Enable Support for User-Assigned Managed Identity in Microsoft Fabric Workspaces

Currently workspaces support generating a new managed identity. however, this is cumbersome and creates a lot of unneeded identities. especially if you are using source control integration and feature branching tied to workspaces.

Business Justification:

Supporting user-assigned managed identities (UAMI) in Microsoft Fabric workspaces would greatly enhance security, flexibility, and resource management, particularly in enterprise environments.
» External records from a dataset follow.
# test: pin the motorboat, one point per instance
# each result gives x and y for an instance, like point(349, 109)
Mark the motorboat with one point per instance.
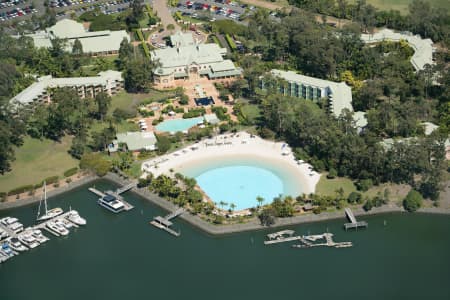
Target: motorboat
point(8, 221)
point(57, 227)
point(47, 214)
point(7, 250)
point(16, 245)
point(111, 203)
point(74, 217)
point(39, 236)
point(28, 240)
point(16, 227)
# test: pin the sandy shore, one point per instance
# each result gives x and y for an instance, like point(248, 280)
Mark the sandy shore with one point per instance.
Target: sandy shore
point(240, 147)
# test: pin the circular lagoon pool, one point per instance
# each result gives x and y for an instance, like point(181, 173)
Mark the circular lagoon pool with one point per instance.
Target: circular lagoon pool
point(241, 181)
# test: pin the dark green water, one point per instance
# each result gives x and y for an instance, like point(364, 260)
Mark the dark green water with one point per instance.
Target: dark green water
point(123, 257)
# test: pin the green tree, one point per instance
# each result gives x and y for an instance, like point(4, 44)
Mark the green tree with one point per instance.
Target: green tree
point(412, 201)
point(77, 48)
point(163, 144)
point(103, 101)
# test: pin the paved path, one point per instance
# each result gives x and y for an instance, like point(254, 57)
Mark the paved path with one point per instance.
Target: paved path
point(160, 7)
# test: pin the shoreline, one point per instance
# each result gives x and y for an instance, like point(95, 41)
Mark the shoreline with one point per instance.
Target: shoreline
point(219, 230)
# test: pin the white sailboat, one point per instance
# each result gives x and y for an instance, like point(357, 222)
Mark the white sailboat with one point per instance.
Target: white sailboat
point(48, 214)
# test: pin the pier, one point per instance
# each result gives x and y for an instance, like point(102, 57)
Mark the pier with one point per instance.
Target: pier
point(353, 222)
point(116, 194)
point(164, 223)
point(306, 240)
Here’s how:

1. Improved Security and Compliance: User-assigned managed identities are independent of specific resources, unlike system-assigned identities. This decoupling allows for consistent identity management practices across environments, even when resources (e.g., Fabric workspaces) are deleted or recreated. This persistence ensures that access to resources follows the principle of least privilege, reducing security risks and aligning with enterprise compliance requirements.
2. Streamlined Access Management: User-assigned managed identities simplify permissions management across multiple resources and services. By associating a UAMI with multiple workspaces or Azure resources, organizations avoid redundant access management tasks. This approach enables centralized control, which is more efficient and less prone to error, saving time for administrators and improving governance.
3. Cost Efficiency and Resource Optimization: UAMIs can be reused across various services and resources within Azure. Reusability reduces the need to create separate identities for each workspace, which minimizes administrative overhead and allows for better cost control. This is particularly beneficial for organizations with large-scale deployments or dynamic environments requiring frequent provisioning and deprovisioning of workspaces.
4. Enhanced Flexibility for Complex Architectures: In scenarios involving multiple interconnected services, using UAMI simplifies identity management in complex architectures, such as multi-tier applications or solutions with dynamic resource scaling. This flexibility is essential in environments that rely on managed identities for secure access to storage accounts, databases, and other Azure services frequently integrated with Fabric workspaces.
5. Support for Automation and DevOps Practices: UAMIs align well with automation and Infrastructure as Code (IaC) practices by allowing predefined identities to be assigned to resources consistently across development, testing, and production environments. This support would facilitate automated deployment pipelines, reducing human intervention, and ensuring consistent configurations across environments.